Slavery and slave trading typically began in Africa long before the Portuguese ships made their way off the West African coast. The raid for slaves was strategically one of the features of the West African system of living with an estimate of one-third to two-thirds of the western kingdoms being slaves. The transatlantic slave traffic affected Africa’s possibility to grow efficiently and keep its societal and political stability (Stuckey, 2013). Also, the appearance of Europeans of the West African shoreline and their growth of slave ports in different regions of the African continent led to an ongoing development of misuse of Africa’s human wealth, labor, and goods. The exploitive trade affected the African political and spiritual status, the warrior division and the biracial leaders who ended up making little gains from the slave trade. On the other hand, the Europeans immensely gained from the Atlantic traffic as it enabled them to amass the raw resources that fed the industrial revolt.

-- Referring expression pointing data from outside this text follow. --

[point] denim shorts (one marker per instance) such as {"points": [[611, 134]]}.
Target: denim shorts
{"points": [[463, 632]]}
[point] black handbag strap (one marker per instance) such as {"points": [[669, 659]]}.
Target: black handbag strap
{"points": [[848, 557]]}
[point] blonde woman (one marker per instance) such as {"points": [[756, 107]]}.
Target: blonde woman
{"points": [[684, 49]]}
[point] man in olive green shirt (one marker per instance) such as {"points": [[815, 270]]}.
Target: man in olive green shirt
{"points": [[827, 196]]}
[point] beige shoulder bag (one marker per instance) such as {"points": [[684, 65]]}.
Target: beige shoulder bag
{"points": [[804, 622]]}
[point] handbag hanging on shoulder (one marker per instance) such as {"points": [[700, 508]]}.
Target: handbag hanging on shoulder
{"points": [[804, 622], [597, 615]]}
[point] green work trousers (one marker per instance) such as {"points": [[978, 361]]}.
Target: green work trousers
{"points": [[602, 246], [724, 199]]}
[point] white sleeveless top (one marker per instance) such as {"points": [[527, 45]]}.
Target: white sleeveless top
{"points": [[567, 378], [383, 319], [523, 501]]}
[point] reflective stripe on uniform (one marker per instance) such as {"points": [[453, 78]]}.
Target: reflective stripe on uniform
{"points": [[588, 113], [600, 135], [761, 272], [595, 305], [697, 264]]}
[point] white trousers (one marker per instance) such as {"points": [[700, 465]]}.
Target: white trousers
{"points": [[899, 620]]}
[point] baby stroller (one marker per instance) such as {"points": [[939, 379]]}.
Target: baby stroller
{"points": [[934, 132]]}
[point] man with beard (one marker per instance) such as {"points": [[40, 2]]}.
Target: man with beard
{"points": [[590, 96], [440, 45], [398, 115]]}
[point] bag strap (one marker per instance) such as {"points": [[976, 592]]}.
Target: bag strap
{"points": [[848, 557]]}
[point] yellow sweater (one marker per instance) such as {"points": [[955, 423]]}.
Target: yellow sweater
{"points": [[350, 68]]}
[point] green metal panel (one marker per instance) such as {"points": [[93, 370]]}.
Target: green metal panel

As observed by Klein, H. S. (2010), the slave business led to a more export claim, the trading system and one of the primary sources of finance that fueled England’s trade revolution thus leading to the stable social background. On the other perspective, the urban slaves used to operate mainly around various homes were given clothes and better foods thus making them be more treated as compared to the field slaves. There were plenty of raw materials to the Europeans that strategically fed the business revolution to the disadvantage of African communities whose efforts to change their methods of production into a more useful industrial economy was considerably stopped. Therefore, it is evident that the slave trade had both the positive and negative effects of the communities and finally came to an end due to the constant revolution and growth of technology.
Klein, H. S. (2010). The Atlantic slave trade. Cambridge University Press.
Stuckey, S. (2013). Slave culture: Nationalist theory and the foundations of Black America. Oxford University Press.